Alan Lee Williams, a Labor Member of Parliament, said he may refer the matter to the Race Relations Board unless the Royal Society deleted the offensive paragraph. The paragraph reads: “People whose practices contravene moral requirements of a host country ought to accept pre-stunning” of cattle prior to slaughtering. The reappearance of the pamphlet coincided with the introduction of a private member’s bill to abolish shechita. Another Labor MP, Erich Moonman, who is a member of the RSPCA called it “a shame and outrage” and said the Society had been “led astray.” Allan Joiner, deputy secretary of the RSPCA, claimed there was nothing anti-Jewish in the pamphlet.
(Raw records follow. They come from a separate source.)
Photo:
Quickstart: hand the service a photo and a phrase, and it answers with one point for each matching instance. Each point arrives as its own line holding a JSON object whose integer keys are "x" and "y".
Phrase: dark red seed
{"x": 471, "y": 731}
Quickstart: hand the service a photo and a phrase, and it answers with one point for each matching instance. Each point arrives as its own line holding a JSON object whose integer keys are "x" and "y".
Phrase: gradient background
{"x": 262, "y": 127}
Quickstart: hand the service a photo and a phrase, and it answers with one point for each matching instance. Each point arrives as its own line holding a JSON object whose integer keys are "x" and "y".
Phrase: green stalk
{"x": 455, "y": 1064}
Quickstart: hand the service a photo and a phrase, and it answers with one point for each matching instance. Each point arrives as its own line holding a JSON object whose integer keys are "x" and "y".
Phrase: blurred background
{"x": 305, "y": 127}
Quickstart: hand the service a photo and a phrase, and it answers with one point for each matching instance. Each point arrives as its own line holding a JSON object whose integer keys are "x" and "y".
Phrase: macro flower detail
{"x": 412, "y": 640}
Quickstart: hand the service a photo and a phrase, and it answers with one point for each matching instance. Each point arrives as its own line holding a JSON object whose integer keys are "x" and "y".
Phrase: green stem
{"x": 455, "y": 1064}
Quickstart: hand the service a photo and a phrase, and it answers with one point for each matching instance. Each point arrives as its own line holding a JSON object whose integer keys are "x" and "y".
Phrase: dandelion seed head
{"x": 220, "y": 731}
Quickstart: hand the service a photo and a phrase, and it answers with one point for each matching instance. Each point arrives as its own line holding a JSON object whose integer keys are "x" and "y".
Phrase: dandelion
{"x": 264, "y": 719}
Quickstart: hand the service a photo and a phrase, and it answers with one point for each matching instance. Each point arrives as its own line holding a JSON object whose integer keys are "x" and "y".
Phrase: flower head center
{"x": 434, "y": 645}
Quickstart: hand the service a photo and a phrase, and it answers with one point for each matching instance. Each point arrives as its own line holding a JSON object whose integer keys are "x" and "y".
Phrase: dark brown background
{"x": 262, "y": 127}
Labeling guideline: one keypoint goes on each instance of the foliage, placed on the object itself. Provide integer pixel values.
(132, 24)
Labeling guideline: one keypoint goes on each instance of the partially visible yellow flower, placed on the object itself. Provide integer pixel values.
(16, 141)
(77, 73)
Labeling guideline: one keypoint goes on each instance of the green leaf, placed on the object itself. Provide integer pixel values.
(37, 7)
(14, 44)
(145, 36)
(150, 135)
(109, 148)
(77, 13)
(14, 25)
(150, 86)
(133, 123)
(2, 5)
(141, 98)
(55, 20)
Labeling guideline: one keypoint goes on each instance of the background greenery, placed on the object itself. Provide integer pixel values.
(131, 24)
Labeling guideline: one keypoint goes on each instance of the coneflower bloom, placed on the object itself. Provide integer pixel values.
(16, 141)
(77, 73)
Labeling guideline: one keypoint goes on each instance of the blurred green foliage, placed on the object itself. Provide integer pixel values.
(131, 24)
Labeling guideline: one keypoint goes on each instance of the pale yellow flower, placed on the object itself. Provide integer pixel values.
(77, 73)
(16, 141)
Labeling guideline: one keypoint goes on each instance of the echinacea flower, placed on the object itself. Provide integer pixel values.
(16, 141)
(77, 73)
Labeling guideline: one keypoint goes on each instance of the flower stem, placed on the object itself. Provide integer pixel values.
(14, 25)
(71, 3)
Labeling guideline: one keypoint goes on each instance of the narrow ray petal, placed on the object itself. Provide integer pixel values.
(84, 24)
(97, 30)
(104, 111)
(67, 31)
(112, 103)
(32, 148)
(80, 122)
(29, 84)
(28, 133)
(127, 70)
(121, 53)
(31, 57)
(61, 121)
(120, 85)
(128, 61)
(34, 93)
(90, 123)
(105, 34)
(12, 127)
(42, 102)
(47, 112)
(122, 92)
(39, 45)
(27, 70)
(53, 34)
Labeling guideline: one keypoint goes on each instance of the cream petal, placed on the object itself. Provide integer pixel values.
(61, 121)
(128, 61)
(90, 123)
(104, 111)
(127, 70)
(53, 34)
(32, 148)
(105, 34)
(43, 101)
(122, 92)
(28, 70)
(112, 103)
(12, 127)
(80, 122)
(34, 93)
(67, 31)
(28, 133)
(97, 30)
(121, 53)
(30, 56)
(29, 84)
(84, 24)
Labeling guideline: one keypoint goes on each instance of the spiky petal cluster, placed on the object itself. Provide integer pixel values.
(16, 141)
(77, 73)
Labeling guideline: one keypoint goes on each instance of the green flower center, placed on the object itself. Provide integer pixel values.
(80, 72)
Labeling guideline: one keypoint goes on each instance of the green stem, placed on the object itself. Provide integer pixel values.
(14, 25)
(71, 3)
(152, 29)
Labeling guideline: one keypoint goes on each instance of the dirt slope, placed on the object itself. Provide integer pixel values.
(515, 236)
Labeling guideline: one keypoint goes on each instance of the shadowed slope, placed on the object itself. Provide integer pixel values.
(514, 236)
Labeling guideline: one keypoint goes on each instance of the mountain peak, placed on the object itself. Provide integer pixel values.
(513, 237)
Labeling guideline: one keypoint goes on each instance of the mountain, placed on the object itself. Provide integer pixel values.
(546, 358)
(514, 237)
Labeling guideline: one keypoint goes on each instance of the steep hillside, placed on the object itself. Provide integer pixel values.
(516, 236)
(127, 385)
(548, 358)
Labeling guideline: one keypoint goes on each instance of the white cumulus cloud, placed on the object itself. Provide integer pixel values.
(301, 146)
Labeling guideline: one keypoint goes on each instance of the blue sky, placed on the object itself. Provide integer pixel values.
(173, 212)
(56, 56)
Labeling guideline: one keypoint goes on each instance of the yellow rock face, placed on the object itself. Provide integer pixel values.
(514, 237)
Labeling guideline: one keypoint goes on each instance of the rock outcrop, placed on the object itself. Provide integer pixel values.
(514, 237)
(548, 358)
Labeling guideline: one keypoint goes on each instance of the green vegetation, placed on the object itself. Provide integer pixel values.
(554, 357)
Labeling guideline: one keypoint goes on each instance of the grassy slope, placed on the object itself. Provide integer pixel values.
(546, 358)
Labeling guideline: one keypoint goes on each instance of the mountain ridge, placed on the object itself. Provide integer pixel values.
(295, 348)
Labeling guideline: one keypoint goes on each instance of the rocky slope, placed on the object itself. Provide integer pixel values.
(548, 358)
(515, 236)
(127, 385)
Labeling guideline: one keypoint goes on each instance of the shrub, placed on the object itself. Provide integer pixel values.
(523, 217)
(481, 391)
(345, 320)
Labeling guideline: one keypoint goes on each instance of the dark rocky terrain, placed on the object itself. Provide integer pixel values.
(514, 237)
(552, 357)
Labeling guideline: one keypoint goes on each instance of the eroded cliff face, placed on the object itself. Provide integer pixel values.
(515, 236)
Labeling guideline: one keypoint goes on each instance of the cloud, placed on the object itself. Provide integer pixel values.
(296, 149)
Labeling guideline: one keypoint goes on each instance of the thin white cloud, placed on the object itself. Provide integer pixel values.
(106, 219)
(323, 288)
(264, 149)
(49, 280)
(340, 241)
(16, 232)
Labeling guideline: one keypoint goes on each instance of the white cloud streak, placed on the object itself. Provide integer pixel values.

Victor Mishcon, vice-president of the Board of Deputies, issued a statement on behalf of the board which noted that the pamphlet’s allegations about shechita had been “strongly rebutted by many leading non-Jewish scientific experts.” The statement said that “the Jewish community particularly resents the suggestion of the RSPCA pamphlet that Jews are ‘a people whose practices contravene the moral requirements of the host country.’ Whatever the intentions of the RSPCA and the Council (for Justice to Animals) in conducting their present campaign against shechita, the Board of Deputies deplores the introduction of inaccurate and irrelevant arguments which are already being exploited by anti-Semitic and racialist elements,”

(Alderman Michael Fidler, president of the Board of Deputies, who is now visiting in this country, told JTA today that he had consulted with American defense organizations as to methods employed in this country to deal with attacks on shechita which might be utilized by the British Jewish community.)